Rajneesh Karnatak, managing director and chief executive of BoI, told Business Standard that earnings from external benchmark-linked rate (EBLR) loans to retail and micro, small and medium enterprises (MSMEs) will be impacted and may also dent net interest margins (NIM) when the policy repo rate is cut.
For the Mumbai-based lender, EBLR-linked loans had a 48.34 per cent share in advances at the end of December 2024, up from 47.73 per cent a year ago.
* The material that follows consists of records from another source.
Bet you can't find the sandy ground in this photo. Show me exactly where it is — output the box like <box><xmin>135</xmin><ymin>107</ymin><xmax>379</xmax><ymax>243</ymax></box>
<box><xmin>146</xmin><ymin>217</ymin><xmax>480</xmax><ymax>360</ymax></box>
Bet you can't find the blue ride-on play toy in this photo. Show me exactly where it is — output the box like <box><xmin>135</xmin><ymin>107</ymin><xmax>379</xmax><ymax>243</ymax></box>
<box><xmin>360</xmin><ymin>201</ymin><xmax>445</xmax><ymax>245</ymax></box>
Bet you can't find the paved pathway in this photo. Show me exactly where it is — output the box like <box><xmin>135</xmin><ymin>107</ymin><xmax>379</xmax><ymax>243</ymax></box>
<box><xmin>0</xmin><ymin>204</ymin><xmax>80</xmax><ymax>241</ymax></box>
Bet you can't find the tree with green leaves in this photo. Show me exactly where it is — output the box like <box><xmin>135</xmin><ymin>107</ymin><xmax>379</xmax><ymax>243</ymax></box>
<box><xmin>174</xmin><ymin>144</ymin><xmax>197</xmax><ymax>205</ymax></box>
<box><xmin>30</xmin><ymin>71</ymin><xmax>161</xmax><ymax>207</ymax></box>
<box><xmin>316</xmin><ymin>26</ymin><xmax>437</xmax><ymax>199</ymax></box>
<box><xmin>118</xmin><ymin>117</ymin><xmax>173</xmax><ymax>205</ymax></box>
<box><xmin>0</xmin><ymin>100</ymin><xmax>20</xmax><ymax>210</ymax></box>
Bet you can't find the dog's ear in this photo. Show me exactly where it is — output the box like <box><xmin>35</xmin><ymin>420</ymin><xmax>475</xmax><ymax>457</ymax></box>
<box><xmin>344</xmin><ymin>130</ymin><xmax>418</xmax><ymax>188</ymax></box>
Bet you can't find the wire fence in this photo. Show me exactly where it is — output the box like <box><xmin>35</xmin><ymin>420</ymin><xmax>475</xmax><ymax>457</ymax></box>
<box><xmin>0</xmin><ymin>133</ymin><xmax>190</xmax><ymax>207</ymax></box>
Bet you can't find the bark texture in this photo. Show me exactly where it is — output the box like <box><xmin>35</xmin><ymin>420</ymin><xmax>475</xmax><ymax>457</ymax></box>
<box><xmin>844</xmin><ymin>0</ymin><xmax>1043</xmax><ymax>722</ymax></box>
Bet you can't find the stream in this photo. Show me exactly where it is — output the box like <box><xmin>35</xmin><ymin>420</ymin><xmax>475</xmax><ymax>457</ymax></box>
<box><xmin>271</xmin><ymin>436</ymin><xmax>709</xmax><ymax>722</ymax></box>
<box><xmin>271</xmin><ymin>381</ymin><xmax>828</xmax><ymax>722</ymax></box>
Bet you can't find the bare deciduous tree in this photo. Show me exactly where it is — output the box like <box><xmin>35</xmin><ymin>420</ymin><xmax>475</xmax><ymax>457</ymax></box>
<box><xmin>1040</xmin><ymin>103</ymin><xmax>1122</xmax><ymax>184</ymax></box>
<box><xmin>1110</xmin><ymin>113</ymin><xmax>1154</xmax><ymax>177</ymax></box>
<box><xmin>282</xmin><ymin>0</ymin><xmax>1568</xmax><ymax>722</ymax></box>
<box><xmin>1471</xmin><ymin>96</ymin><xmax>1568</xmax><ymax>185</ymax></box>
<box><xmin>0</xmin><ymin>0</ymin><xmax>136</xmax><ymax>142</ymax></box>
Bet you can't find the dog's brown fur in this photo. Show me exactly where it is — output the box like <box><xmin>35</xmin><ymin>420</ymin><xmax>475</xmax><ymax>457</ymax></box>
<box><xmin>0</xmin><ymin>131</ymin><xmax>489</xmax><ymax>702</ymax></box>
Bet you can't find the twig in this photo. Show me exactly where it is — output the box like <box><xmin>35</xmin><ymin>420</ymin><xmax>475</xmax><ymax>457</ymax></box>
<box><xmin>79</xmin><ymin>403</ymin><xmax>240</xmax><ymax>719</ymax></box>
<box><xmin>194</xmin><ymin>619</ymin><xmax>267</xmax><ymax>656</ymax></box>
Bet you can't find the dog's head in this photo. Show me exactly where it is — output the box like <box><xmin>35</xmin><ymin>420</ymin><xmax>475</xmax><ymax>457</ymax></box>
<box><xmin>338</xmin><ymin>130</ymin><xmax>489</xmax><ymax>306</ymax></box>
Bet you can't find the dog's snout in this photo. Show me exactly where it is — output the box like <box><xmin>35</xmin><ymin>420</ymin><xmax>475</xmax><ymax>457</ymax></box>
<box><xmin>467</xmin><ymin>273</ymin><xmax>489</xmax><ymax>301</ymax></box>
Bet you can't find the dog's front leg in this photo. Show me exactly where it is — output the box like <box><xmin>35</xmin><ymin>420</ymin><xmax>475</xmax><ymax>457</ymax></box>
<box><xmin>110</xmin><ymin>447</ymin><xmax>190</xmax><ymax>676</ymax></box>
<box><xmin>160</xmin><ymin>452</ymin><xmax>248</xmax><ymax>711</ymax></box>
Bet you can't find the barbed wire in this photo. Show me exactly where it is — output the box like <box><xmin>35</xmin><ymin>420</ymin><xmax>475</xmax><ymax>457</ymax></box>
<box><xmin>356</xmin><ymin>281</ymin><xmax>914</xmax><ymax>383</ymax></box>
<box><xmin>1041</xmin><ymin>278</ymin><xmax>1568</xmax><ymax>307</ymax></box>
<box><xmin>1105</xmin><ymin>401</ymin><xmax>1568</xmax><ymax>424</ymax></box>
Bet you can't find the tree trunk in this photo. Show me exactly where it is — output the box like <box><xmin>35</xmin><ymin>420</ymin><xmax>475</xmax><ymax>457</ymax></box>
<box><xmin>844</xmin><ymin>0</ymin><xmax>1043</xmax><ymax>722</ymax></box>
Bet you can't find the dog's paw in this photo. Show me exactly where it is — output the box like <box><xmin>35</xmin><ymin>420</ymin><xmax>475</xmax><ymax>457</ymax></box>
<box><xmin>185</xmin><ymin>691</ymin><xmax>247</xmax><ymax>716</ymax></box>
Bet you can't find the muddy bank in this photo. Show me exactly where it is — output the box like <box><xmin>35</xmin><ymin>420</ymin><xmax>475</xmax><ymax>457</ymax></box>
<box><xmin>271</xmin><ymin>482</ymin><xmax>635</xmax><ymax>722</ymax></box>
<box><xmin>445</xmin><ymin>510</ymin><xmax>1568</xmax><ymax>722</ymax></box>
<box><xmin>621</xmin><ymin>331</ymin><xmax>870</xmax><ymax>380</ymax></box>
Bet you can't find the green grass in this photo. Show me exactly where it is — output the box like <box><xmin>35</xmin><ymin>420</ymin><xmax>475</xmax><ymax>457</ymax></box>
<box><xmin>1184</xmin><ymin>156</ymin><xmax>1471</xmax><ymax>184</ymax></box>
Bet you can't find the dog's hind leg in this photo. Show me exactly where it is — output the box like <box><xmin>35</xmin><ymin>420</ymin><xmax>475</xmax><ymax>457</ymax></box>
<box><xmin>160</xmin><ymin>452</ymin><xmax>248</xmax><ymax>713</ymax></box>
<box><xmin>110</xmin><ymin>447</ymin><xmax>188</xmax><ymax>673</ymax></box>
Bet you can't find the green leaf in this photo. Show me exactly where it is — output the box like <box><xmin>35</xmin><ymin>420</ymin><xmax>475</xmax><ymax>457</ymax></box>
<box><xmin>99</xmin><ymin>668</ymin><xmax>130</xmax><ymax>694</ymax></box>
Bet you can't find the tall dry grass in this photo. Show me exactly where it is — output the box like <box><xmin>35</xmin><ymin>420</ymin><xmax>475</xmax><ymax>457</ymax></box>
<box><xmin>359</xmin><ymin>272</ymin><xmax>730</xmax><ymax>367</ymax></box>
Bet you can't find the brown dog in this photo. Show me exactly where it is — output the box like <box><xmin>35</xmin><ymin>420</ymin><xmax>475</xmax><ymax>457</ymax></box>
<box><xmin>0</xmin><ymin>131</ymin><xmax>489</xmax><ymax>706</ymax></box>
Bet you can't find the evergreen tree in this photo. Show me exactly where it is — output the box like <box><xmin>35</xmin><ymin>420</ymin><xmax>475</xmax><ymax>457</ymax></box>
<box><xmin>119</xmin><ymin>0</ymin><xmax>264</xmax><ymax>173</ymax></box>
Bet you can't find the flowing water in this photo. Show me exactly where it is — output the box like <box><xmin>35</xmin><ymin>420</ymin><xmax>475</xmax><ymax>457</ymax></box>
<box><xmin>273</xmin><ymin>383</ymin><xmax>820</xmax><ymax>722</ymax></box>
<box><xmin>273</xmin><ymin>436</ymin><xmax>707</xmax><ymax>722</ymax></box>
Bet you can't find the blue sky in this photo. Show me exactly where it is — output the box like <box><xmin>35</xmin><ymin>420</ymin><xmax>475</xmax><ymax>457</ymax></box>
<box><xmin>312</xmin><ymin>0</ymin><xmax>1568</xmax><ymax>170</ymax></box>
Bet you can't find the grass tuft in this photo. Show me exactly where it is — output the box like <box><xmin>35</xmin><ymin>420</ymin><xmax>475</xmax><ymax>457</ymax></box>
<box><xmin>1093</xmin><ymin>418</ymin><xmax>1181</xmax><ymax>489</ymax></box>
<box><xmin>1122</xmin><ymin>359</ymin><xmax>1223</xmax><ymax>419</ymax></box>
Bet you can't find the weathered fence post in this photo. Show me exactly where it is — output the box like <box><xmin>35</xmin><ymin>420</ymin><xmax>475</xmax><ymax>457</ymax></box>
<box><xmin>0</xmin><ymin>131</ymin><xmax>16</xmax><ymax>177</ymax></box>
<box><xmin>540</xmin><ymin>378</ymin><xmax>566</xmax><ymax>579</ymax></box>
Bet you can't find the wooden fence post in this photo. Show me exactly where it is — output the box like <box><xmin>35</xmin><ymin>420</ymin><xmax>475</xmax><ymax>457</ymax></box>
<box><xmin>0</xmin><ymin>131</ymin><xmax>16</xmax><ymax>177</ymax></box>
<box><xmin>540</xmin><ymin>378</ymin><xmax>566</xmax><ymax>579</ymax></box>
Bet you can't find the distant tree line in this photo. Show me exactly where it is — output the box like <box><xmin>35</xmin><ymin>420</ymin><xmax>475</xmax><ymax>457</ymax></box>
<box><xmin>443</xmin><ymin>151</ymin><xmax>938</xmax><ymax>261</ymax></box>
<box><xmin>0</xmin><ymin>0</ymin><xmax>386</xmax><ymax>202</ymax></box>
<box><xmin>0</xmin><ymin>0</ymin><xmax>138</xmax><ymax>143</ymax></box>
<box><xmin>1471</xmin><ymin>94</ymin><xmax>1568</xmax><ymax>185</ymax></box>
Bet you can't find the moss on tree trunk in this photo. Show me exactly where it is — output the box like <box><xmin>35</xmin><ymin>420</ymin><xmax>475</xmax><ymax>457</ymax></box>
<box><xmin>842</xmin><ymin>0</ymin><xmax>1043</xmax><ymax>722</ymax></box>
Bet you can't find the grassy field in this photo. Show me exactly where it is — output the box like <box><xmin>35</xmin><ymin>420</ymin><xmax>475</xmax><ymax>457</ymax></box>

The share of MCLR-linked loans was about 32.9 per cent at the end of December 2023. Its NIM stood at 2.8 per cent in December 2024, compared to 2.85 per cent a year ago.
For the banking sector, the share of MCLR-linked loans fell from 62.3 per cent in March 2021 to 45.4 per cent in March 2023 and further to 39.2 per cent in March 2024. The share of EBLR-linked loans grew from 29.5 per cent in March 2021 to 49.6 per cent in March 2023 and rose further to 56.6 per cent in March 2024, according to the Reserve Bank of India’s monetary policy report (September 2024).
While there is competition for non-MSME loans, the public sector lender will gradually nudge corporates to shift some of their term loans to MCLR as a benchmark for pricing. Many corporate loans are linked to the repo rate. This change is not expected to happen overnight, and the share of MCLR in the total loan book will grow over the next two to three years, Karnatak said.
The bank continues to maintain its aim to enhance the share of retail, agriculture and MSME (RAM) to 60 per cent of total advances in the medium term, up from the current 57 per cent. The balance of the loan book constitutes corporate loans.
Turning to the outlook for the next financial year (2025-26/FY26), Karnatak said the pace of business growth — credit and deposits — will moderate to 12-13 per cent after elevated growth in the year ending March 2025 (2024-25). The moderation reflects prudence and the changing business and economic environment. Credit has expanded by 15.3 per cent year-on-year (Y-o-Y) and deposits by 12.29 per cent Y-o-Y at the end of December 2024.
India Ratings & Research, in its outlook for the country’s banking system (January 2025), said deposit growth could be 12-13 per cent in FY26, with high competitive intensity for garnering low-cost current account savings account deposits. Credit could expand by 13-13.5 per cent in FY26, but the mix is likely to change with a continued slowdown in lending to non-banking financial companies and the retail sector.